This monastery is believed to have been founded by St. Euphemius, an Orthodox missionary in the Karelian lands. In 1419, the Swedes burnt down the Nikolo-Korelsky Monastery. The abbey stood in ruins until 1471, when two sons of Marfa Boretskaya were killed by a vicious storm and their bodies were recovered on the beach near the monastery twelve days later. At the urging of Boretskaya, the monastery was restored and her sons were buried there.

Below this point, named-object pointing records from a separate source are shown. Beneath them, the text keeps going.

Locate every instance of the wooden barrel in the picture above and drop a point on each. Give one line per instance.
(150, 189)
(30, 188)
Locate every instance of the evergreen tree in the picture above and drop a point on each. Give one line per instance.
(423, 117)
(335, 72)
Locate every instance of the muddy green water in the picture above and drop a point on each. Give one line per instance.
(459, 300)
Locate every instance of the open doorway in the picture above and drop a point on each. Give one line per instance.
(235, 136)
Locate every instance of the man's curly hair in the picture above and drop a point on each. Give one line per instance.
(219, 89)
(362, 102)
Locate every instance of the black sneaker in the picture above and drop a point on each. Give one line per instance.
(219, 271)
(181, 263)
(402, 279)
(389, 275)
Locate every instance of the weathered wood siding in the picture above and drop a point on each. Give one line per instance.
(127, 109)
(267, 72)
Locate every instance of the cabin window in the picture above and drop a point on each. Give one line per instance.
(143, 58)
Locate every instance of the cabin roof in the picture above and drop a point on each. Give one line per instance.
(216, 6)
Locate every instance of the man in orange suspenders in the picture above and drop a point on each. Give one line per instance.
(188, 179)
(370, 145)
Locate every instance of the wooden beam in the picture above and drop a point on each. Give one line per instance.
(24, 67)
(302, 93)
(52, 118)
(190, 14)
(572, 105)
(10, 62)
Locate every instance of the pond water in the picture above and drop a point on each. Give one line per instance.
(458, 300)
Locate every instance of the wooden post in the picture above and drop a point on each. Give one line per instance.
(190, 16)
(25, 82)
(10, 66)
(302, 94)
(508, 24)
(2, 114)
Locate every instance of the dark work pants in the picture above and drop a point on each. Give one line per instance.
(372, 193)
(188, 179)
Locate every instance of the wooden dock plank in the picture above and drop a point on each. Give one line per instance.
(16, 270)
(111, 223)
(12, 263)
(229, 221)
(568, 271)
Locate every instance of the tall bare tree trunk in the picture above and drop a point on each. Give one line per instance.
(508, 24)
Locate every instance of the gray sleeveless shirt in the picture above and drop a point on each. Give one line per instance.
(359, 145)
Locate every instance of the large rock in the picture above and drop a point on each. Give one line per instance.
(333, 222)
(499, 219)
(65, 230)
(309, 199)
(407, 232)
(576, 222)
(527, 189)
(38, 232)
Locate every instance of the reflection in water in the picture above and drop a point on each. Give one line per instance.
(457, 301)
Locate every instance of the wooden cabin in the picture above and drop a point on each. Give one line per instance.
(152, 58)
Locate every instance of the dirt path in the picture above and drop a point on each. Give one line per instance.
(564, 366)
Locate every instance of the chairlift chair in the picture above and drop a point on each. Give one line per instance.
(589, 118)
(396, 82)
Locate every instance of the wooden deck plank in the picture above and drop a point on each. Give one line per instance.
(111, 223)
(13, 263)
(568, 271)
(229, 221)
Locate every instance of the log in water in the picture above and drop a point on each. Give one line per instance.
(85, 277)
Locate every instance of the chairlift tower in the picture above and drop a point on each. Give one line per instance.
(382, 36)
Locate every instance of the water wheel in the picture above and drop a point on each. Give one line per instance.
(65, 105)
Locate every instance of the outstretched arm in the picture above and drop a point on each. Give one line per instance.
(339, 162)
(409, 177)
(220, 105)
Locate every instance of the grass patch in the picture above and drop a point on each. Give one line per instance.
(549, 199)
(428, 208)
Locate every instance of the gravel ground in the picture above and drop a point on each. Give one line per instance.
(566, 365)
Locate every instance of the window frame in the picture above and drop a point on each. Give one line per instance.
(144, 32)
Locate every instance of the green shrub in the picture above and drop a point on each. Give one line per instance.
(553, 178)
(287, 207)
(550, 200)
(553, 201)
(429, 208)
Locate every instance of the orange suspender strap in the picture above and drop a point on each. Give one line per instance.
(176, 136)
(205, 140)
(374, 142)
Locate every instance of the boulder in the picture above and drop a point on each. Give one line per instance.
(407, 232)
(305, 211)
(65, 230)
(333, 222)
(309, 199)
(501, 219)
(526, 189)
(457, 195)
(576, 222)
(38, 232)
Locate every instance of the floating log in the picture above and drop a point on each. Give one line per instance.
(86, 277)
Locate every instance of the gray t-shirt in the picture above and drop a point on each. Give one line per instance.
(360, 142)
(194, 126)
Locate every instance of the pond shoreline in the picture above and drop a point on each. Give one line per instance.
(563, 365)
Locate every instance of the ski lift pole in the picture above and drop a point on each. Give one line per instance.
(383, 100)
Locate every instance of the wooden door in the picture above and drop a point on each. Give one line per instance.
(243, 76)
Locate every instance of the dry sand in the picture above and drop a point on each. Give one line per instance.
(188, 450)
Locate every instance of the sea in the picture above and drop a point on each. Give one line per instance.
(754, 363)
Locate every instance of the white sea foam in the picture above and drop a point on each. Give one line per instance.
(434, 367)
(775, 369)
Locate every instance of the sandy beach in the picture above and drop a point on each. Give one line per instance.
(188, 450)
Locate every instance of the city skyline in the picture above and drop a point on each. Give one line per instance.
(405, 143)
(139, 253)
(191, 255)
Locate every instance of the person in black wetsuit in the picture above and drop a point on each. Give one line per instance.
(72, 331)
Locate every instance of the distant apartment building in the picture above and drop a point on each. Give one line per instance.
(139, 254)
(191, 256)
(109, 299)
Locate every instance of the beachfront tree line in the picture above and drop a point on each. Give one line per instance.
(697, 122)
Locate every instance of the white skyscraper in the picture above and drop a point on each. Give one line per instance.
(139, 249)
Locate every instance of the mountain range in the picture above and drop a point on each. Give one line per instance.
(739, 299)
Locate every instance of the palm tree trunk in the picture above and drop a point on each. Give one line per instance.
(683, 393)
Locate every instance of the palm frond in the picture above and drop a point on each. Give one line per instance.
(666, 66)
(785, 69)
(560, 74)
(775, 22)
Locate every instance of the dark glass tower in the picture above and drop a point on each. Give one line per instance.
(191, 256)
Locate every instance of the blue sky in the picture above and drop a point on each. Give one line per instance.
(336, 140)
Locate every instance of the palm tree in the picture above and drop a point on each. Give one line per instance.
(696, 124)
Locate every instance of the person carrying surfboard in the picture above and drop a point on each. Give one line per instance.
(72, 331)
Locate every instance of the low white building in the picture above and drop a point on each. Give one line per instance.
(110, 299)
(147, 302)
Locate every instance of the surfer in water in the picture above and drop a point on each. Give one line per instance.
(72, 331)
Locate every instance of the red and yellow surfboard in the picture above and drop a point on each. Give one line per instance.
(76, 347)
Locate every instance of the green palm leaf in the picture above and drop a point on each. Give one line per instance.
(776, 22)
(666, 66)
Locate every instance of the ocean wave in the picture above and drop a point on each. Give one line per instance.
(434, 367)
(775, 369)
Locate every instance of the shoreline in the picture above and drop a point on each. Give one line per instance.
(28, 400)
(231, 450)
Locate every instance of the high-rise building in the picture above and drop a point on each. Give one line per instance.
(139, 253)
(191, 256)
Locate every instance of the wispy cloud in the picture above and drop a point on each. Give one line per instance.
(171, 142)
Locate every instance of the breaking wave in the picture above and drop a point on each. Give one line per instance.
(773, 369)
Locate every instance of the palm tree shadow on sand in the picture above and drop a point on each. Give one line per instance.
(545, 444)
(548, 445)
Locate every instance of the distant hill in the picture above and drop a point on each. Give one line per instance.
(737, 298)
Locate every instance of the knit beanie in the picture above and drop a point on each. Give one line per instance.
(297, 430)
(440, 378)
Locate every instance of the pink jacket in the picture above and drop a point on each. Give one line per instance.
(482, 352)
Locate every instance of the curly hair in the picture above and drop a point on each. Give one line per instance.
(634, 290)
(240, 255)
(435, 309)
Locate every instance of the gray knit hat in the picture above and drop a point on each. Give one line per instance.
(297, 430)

On 24 August 1553, a ship of Richard Chancellor reached the salt-mining settlement of Nenoksa, which is still famous for its traditional wooden architecture. The British sailors proceeded to the Nikolo-Korelsky Monastery, where they were surprised to find a community of "sailors in soutanes" and a pier large enough to accommodate several ships. The main church of this extraordinary establishment was dedicated to Saint Nicholas, the holy patron of sailors; hence, the whole White Sea became known in the 16th-century English maps as "St. Nicholas Bay".
The Nikolo-Karelsky Monastery flourished after the establishment of the Muscovy Company, as the bulk of their trade passed through the local harbour. In late 1613, the complex was captured and looted by Polish-Lithuanian vagabonds, the Lisowczycy. In August 1618, the harbour was visited by John Tradescant the elder, who conducted a survey of an island situated opposite the monastery.
The extant buildings of the monastery were constructed at the close of the Muscovite period. The five-domed cathedral of St. Nicholas was built in 1670–74, preceded by the Assumption church (1664–67), to which it is joined by a gallery. Several decades later, the walls and towers were built of timber; the best preserved of these towers was transported by the Soviets to Kolomenskoe, Moscow, where it may be seen to this day.
After the Revolution, the Monastery was abolished. The 17th-century buildings of the Nikolo-Korelsky monastery were adapted and are still used for shipbuilding purposes.